WFGY/ProblemMap/Atlas/Fixes/community/benchmark-reruns/README.md
PSBigBig + MiniPS f4cf0c65e8
Create README.md
2026-03-12 23:47:18 +08:00

118 lines
2.9 KiB
Markdown

<!--
AI_NOTE_START
Document role:
This file explains what belongs in the community benchmark-reruns folder.
How to use this file:
1. Read this page before adding any rerun or comparison contribution.
2. Use this page to decide whether your contribution is really a benchmark rerun.
3. Use this page together with:
- [Community Fix Lab](../README.md)
- [Contribution Checklist](../../templates/contribution-checklist.md)
What this file is:
- A folder-level guide for reruns and comparison assets
- A scope filter for benchmark-style community work
- A lightweight quality guide for route-aware rerun contributions
What this file is not:
- Not a place for unsupported score claims
- Not a place for vague benchmark screenshots
- Not a place for leaderboards with no method section
Reading discipline for AI:
- Treat reruns here as community evidence layers, not official benchmark truth.
- Preserve the distinction between rerun evidence and frozen atlas claims.
AI_NOTE_END
-->
# Community Benchmark Reruns
## Rerun packs, comparisons, and route-aware benchmark evidence
This folder is for community-contributed reruns that test atlas routing, first repair moves, or troubleshooting improvements on repeatable examples.

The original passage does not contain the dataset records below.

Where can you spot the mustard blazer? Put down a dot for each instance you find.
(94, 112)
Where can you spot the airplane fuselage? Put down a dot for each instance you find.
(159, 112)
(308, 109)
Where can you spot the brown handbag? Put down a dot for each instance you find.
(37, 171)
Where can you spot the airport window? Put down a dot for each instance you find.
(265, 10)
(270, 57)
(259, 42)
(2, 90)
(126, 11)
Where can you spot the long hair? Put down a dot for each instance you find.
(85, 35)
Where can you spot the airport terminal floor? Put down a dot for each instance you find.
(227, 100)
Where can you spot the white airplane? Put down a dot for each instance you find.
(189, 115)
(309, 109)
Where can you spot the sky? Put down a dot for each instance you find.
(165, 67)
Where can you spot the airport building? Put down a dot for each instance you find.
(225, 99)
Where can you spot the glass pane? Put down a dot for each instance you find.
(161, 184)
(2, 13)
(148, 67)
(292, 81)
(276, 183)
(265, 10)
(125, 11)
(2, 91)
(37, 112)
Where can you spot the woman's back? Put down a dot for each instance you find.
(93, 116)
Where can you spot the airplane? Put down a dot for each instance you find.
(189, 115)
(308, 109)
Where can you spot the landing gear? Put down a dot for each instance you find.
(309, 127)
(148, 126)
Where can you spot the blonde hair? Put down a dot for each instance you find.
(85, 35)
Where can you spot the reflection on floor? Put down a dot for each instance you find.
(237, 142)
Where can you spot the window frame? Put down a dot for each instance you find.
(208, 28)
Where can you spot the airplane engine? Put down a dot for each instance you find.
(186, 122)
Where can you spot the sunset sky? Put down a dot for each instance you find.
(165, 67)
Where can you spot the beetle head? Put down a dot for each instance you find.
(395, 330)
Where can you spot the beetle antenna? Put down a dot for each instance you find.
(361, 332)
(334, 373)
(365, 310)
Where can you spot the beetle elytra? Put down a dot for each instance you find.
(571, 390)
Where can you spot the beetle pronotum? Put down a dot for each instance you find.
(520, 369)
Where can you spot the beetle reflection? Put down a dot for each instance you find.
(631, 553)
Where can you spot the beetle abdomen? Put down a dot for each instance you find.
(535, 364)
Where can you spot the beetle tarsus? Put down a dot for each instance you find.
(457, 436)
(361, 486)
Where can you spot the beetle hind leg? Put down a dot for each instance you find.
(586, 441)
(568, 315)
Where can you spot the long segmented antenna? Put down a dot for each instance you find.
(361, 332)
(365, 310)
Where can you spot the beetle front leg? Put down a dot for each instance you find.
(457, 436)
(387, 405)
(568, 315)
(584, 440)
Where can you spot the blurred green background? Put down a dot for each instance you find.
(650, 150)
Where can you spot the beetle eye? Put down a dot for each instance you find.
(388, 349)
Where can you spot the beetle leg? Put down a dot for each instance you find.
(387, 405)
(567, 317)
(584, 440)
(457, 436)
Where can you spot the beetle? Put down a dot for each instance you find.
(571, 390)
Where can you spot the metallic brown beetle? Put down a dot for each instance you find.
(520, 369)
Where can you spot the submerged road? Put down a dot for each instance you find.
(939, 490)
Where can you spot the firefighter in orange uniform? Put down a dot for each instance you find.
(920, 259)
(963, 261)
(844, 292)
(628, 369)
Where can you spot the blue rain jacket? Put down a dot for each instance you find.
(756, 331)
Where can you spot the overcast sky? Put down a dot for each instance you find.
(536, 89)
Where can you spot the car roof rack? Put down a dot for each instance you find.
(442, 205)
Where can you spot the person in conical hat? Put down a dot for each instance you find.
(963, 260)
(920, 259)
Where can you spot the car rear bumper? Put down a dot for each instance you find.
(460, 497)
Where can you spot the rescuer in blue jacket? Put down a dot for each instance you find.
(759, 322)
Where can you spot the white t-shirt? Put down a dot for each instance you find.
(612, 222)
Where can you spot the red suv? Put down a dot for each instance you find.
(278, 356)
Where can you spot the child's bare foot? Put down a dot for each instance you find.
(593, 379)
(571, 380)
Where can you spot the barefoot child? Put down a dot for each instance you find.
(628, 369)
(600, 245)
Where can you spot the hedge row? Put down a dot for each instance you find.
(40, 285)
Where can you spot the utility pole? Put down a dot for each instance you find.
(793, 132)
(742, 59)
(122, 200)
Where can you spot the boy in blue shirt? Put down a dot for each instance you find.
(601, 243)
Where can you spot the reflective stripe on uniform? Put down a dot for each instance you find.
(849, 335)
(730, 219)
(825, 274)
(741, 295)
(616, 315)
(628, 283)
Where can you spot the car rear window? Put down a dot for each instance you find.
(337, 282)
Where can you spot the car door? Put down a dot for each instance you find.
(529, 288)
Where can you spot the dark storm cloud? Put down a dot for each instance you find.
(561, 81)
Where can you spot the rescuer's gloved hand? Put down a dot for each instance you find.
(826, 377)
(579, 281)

Typical contributions here include:
- small rerun packs
- before and after comparisons
- benchmark slices tied to one failure family
- structured rerun notes for one troubleshooting setting
- route-aware comparison packs
---
## What belongs here
Good rerun contributions include:
- one small benchmark slice
- one clear rerun protocol
- one route-aware before and after comparison
- one compact result table with method note
- one reproducible troubleshooting benchmark example
A good rerun contribution should be:
- scoped
- method-aware
- explicit about data source
- explicit about limits
- tied to atlas routing
---
## What does not belong here
Please do not use this folder for:
- unsupported score claims
- screenshots with no method note
- giant benchmark reports with no case framing
- unclear comparisons with moving variables
- claims that a rerun proves the whole atlas by itself
---
## Suggested rerun pattern
A useful rerun contribution usually includes:
1. target task or failure family
2. rerun setup
3. baseline behavior
4. routed or repaired behavior
5. compact result summary
6. limitations
That is enough to make the rerun informative.
---
## Suggested naming style
Examples:
- `f1-grounding-rerun-v1.md`
- `f5-trace-uplift-rerun-v1.md`
- `f7-structured-output-rerun-v1.md`
If code or notebooks are included, place them in a clearly named subfolder.
---
## Before contributing
Please read:
- [Community Fix Lab](../README.md)
- [Contribution Checklist](../../templates/contribution-checklist.md)
- [Flagship Fix Demos v1](../../official/flagship-fix-demos-v1.md)
---
## One-line status
**This folder holds community reruns that test atlas-guided troubleshooting in compact, repeatable benchmark-style settings.**